*Rangel Alves da Costa
Zé de Nem não era nem para entrar nessa história, mas entrou pela sua desimportância tão importante, ou pela sua insignificância primordial, como se verá adiante. Mas ainda parece de muita estranheza que um zé-ninguém como Zé de Nem assuma lugar garboso num texto sobre política e políticos.
Não sei mesmo por que tanto enxerimento do cabra, quando todo mundo sabe que a política e os políticos estão a milhões de anos-luz de um mero matuto, de um empobrecido vivendo na desvalia de tudo, de um completo desconhecido arranchado no oco do mundo. Aí é que se engana.
Tanto a política como os políticos não existiriam - para o bem ou para o mal - acaso Zé de Nem não existisse. Este cabra é tão importante que toda filosofia política, toda teoria política, toda tese política e tudo o que se diga e se escreva sobre políticos, sempre terá o tal Zé como figura primordial.
Ora, o que seria da política e dos políticos sem o Zé de Nem na pobreza, sem o Zé de Nem necessitado de tudo, sem o Zé de Nem eleitor, sem o Zé de Nem votante? Talvez até ele nem seja avistado como gente, mas o simples fato de ser estatística eleitoral já lhe permite atenção e visibilidade.
A verdade é que toda política e todo político andam em círculo em torno de Zé de Nem. Tudo prescinde dele. Sem ele nada haveria. Mesmo na sua insignificância social e humana - ao menos aos olhos do poder -, é no Zé que se sustenta todo o pedestal parlamentar e governamental. Eita cabra da peste é o Zé!
Ninguém avista o Zé, ninguém sequer recorda que ele existe. Ao menos em determinado período pós-eleitoral. Na sua casinha se esconde, no seu mundo fica escondido. Os carros de vidraças fechadas passam e quase atropelam o Zé. Um bicho pulguento no beiral da calçada. Bote por riba!
Ora, mas não é esse mesmo bicho feioso que de repente ganha status de celebridade? Os mesmos carros param à sua porta e de dentro deles descem os sorrisos, as mãos estendidas, as demasiadas cordialidades. Tudo para agradar a Zé. Tudo para transformar a miséria de Zé em paraíso, ao menos na promessa. Não poderia ser diferente: Zé vota, Zé é eleitor!
E um fato importante, ainda que espantoso, a dizer. Zé de Nem pobre, faminto, sedento, mísero e doentio, é muito mais importante para a política e para os políticos do que se fosse um sujeito rico, com muitas posses, com fartura de tudo. Assim como o poder abomina o saber, a política partidária abomina todo aquele que não se venda nem aceite favores.

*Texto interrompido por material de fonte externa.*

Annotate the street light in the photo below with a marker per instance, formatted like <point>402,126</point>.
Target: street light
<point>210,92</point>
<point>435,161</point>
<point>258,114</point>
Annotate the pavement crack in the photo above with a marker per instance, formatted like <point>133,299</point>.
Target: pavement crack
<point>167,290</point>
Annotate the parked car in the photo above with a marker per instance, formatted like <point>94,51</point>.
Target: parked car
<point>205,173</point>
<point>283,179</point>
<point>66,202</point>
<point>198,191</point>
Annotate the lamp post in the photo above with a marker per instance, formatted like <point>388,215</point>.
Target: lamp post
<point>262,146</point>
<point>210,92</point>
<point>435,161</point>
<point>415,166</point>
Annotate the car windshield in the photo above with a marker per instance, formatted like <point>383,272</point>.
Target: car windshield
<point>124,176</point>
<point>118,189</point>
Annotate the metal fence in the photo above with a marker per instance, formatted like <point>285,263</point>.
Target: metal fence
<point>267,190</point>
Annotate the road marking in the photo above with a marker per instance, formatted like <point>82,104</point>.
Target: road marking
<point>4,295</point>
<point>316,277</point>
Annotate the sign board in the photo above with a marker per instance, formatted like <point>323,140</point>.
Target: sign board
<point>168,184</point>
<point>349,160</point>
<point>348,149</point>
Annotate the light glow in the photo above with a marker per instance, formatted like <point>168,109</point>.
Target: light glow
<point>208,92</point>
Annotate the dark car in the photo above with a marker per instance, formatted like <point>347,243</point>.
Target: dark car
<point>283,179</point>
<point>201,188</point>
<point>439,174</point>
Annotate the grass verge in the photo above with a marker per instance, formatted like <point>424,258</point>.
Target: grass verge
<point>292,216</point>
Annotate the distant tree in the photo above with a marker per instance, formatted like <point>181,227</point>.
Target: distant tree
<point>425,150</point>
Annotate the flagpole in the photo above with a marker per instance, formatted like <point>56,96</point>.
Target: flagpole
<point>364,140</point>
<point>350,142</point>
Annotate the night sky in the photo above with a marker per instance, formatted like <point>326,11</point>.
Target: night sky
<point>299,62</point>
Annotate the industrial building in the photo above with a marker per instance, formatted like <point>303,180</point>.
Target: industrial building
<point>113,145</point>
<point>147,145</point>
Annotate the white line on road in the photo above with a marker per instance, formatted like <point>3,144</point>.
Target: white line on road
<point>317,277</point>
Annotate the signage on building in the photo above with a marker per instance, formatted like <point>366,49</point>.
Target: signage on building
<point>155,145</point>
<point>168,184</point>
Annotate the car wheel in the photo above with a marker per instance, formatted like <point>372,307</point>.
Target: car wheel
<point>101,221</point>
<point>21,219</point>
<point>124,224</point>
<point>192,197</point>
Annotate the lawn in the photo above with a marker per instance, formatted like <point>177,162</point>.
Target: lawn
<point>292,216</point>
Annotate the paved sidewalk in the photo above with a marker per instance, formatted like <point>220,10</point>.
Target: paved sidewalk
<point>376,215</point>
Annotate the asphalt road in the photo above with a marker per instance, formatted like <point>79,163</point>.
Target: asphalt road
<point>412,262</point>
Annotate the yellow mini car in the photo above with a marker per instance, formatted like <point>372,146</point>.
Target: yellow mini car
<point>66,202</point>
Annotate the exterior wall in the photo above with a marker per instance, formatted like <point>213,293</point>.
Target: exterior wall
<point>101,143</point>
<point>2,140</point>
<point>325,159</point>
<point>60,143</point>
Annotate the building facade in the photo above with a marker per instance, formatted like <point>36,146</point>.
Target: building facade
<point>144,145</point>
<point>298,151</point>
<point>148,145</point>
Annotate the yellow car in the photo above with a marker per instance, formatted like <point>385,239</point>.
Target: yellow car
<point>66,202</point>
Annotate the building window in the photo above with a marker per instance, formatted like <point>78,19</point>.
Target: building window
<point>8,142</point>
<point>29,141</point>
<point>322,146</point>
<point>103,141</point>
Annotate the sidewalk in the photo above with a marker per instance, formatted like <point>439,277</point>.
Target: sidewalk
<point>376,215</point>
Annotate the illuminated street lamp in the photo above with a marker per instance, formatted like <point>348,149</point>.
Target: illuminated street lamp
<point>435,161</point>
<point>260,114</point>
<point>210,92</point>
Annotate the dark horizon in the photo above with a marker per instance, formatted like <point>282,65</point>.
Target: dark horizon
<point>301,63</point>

Numa triste, porém verdadeira analogia, Zé de Nem seria o bicho morto estirado no chão, enquanto a política e os políticos são aves carnicentas. E agourentas também, vez que piaram na noite escura para que as fraquezas se transformassem em queda. Ora, as carências e as fragilidades são fáceis demais de domar segundo as pretensões.
Sim. Zé de Nem estirado no chão, buscando qualquer sopro de vida, sem força própria para se erguer, e os carcarás, os gaviões, os urubus, os abutres, tudo voejando ao redor com bico sedento. Mas não pretendem dizimá-lo ainda, não são, por enquanto, intenções suas de destripar o que ainda resta no resto.
Olha o ardil do carnicento. Bem que poderia dar um rasante e num instante a bicada de misericórdia. Mas não. Despeja qualquer coisa sobre o Zé caído, de modo que aquela mísera ajuda sirva como ilusão de renascimento, e no refazimento a submissão àquele que o ergueu. Mantido será em cativeiro.
Tem-se, assim, que até Zé de Nem caído se torna de fundamental importância para as artimanhas futuras. Aquele que o ergue não deseja, contudo, que ganhe muita força. Zé tem que viver para sempre cambaleante, de modo a continuar precisando de ajuda. Não há interesse algum que Zé de Nem tenha força própria para decidir sua vida.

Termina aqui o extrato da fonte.